La solution la plus drastique: une fusion des ligues
Une autre option, plus drastique, pourrait aussi être envisagée. Celle de fusionner cette Swiss League en péril à cette MyHockey League qui peine parfois à trouver son public. «À titre personnel, ce n’est pas une solution que je préconise», répond d’emblée Sébastien Pico. «Le but est de professionnaliser notre championnat, pas d’encore plus l’amateuriser. Il est impératif de maintenir un bon niveau dans cette catégorie pour permettre aux jeunes de s’y développer. La Swiss League a été et reste certainement l’une des meilleures deuxièmes divisions d’Europe. Ce serait dommage de changer ça.» Sur ce point encore, le son de cloche est le même à Graben qu’à la Lonza Arena. «Jouer dans la même ligue qu’une équipe qui n’a pas les moyens d’être compétitive ne ferait qu’empirer le niveau de jeu et l’attractivité de notre championnat», affirme ainsi Alain Bonnet.

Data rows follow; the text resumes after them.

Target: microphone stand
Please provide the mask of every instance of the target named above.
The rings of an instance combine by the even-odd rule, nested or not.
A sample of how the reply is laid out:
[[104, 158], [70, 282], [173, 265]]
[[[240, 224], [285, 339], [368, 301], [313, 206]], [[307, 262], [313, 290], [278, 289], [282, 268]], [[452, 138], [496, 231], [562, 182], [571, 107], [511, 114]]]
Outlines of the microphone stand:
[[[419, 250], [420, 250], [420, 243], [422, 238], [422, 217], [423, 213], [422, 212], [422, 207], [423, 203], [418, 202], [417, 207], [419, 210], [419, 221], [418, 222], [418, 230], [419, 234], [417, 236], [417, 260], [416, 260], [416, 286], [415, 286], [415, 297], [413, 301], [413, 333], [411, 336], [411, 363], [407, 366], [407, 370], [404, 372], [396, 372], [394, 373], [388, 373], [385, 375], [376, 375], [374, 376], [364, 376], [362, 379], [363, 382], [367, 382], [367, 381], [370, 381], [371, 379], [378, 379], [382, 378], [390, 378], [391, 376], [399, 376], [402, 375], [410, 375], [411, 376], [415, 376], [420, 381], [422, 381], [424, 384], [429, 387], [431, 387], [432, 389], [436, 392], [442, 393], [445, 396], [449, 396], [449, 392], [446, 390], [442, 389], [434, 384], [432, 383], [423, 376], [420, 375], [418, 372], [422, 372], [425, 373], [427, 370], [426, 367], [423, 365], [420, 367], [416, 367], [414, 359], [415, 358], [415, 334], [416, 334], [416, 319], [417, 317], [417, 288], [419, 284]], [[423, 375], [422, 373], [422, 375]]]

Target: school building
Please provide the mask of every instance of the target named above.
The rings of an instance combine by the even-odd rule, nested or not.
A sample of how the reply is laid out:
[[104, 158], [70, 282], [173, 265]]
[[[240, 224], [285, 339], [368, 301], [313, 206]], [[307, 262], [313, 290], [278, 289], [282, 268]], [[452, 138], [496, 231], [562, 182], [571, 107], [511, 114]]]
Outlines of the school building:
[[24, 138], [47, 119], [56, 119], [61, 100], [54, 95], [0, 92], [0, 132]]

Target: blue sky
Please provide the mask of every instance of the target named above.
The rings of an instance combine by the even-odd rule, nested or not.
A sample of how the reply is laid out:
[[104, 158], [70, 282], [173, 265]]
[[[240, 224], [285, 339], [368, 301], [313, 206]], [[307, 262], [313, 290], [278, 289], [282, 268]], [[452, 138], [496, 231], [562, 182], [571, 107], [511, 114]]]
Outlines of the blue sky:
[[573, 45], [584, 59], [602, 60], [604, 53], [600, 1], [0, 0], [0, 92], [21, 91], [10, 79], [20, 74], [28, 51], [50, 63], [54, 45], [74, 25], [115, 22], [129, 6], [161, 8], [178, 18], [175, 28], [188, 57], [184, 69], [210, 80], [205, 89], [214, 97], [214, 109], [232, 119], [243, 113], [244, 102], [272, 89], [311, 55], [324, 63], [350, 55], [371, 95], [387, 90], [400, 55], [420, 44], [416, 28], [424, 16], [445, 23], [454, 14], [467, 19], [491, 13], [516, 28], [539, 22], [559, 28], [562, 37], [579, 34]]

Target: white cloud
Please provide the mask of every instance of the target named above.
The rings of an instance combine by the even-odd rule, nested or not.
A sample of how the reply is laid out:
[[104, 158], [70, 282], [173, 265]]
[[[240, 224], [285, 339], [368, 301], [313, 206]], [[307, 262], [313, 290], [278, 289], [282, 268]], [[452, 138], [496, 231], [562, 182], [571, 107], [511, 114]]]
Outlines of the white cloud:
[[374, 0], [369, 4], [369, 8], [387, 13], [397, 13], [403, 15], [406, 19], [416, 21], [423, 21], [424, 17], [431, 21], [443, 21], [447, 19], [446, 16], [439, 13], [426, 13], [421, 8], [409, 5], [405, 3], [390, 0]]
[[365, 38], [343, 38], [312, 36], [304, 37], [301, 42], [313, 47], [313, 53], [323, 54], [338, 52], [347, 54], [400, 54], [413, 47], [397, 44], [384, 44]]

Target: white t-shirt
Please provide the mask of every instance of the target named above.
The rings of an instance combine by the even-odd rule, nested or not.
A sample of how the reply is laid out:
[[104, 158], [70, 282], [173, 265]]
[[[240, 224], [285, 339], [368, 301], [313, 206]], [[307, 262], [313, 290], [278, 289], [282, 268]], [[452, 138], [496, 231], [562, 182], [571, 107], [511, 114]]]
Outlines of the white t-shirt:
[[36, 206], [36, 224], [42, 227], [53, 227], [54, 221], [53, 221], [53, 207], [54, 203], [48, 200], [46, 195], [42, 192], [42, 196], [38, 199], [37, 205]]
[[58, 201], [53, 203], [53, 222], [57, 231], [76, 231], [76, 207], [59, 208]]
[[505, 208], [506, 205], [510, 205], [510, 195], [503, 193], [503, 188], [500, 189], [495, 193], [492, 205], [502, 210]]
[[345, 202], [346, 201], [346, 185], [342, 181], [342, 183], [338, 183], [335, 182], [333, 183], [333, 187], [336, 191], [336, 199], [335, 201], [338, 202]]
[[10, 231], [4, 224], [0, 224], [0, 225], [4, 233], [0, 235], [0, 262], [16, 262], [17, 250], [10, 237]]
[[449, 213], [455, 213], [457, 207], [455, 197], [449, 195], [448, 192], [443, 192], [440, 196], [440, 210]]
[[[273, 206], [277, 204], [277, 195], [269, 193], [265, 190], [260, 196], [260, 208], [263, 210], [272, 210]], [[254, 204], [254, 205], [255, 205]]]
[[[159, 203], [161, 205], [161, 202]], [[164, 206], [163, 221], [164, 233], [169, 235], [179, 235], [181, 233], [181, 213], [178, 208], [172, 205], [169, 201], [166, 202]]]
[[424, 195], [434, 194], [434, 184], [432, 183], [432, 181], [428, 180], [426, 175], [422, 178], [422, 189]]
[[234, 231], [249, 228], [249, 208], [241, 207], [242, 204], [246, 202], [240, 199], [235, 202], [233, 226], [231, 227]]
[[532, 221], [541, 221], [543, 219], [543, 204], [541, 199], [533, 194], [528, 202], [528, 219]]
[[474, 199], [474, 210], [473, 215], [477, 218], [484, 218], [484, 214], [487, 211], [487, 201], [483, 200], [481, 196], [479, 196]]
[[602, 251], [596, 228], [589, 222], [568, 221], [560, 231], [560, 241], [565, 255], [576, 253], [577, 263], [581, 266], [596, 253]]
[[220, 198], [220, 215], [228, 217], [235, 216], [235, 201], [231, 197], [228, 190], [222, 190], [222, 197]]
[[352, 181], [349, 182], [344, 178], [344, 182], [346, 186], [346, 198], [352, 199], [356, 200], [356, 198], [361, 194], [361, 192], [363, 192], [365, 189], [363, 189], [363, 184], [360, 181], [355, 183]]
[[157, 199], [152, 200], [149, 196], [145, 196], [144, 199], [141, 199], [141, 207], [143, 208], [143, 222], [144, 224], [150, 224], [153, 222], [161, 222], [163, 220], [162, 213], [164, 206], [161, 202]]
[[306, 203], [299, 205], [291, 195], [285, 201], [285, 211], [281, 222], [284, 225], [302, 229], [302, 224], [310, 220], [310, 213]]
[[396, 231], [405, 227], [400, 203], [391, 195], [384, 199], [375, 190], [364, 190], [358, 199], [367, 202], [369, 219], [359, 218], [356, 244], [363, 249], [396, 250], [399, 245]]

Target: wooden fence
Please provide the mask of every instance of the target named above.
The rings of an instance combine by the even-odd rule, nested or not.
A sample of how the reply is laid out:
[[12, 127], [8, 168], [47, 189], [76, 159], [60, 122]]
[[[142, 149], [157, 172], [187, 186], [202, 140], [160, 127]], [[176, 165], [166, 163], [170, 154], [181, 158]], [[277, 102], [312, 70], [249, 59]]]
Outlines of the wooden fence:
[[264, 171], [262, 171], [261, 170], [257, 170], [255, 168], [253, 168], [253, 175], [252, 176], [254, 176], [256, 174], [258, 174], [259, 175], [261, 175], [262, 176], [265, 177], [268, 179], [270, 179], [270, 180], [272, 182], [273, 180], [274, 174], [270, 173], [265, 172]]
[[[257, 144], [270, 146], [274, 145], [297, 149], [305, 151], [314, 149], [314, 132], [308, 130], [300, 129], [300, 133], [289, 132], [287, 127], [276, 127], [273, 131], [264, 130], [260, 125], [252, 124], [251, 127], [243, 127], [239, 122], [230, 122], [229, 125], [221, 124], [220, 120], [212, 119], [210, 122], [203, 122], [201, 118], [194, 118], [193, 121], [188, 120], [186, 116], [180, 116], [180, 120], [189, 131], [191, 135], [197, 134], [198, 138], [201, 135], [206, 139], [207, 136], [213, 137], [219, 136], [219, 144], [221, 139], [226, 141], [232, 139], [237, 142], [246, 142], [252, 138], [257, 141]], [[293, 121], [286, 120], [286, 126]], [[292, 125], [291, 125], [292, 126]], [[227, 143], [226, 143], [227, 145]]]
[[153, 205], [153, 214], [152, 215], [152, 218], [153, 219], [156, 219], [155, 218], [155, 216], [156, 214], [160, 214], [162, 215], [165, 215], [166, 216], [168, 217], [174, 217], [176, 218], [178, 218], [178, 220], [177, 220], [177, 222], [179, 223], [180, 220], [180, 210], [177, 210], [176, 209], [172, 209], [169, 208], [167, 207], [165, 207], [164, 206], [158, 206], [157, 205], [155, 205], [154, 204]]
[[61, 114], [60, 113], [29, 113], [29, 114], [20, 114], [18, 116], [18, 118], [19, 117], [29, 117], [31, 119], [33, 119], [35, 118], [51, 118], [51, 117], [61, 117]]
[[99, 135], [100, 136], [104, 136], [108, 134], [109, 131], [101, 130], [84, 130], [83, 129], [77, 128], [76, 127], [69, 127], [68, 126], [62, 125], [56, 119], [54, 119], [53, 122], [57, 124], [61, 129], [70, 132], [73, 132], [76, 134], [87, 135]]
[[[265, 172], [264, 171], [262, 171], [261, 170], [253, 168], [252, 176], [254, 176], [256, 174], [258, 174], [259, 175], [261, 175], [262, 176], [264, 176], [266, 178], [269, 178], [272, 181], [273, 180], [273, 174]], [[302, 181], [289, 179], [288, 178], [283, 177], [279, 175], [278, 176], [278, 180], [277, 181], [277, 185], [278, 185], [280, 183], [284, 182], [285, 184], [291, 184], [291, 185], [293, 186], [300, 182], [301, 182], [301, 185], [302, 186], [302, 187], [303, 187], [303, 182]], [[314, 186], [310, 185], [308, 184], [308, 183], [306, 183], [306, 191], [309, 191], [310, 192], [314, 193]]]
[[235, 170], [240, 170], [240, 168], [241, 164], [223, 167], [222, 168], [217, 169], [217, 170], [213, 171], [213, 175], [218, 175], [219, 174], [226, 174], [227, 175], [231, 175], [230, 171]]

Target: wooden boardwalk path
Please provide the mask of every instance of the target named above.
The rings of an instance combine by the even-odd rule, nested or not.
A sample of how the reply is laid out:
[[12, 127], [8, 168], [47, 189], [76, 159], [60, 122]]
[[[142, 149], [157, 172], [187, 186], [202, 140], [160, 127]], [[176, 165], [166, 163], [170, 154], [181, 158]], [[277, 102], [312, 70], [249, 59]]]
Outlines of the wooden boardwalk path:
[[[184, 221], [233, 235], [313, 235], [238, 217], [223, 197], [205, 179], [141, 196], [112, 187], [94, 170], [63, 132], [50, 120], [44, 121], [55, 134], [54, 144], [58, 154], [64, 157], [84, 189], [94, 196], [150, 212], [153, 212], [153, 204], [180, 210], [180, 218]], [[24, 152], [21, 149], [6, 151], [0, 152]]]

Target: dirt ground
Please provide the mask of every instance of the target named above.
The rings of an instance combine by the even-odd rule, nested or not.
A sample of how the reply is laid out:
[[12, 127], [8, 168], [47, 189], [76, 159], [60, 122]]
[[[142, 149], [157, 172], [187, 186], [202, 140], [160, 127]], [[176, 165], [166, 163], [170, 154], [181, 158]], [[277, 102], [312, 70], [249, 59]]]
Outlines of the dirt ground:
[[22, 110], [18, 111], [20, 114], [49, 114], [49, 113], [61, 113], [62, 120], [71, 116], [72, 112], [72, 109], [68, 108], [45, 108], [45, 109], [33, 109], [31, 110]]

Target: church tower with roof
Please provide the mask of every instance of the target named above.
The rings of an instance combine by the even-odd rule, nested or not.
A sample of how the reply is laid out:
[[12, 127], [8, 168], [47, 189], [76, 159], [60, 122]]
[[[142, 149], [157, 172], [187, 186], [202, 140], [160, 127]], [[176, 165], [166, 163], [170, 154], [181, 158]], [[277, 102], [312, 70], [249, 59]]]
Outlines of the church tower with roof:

«On fera tout pour faire comprendre aux clubs de l’élite notre importance pour le hockey suisse.» Alain Bonnet, président du HC Sierre
Au milieu de la brume dans laquelle est engouffrée la Swiss League, une lueur existe tout de même: une nouvelle table ronde organisée d’ici la fin de l’année avec les représentants de l’élite. «On verra bien quel sera leur positionnement nous concernant», souffle le président du club de la cité du Soleil. «De notre côté, on fera tout pour leur faire comprendre notre importance pour le hockey suisse. J’ai bon espoir que l’on trouve, ensemble, des solutions à nos différents problèmes.»
Et quitte à ne pas trouver la meilleure, il faudra au moins se mettre d’accord sur la moins pire de ces solutions. L’avenir d’une ligue mais aussi de toute la pyramide du hockey suisse en dépend. Une prise de conscience est nécessaire à tous les niveaux.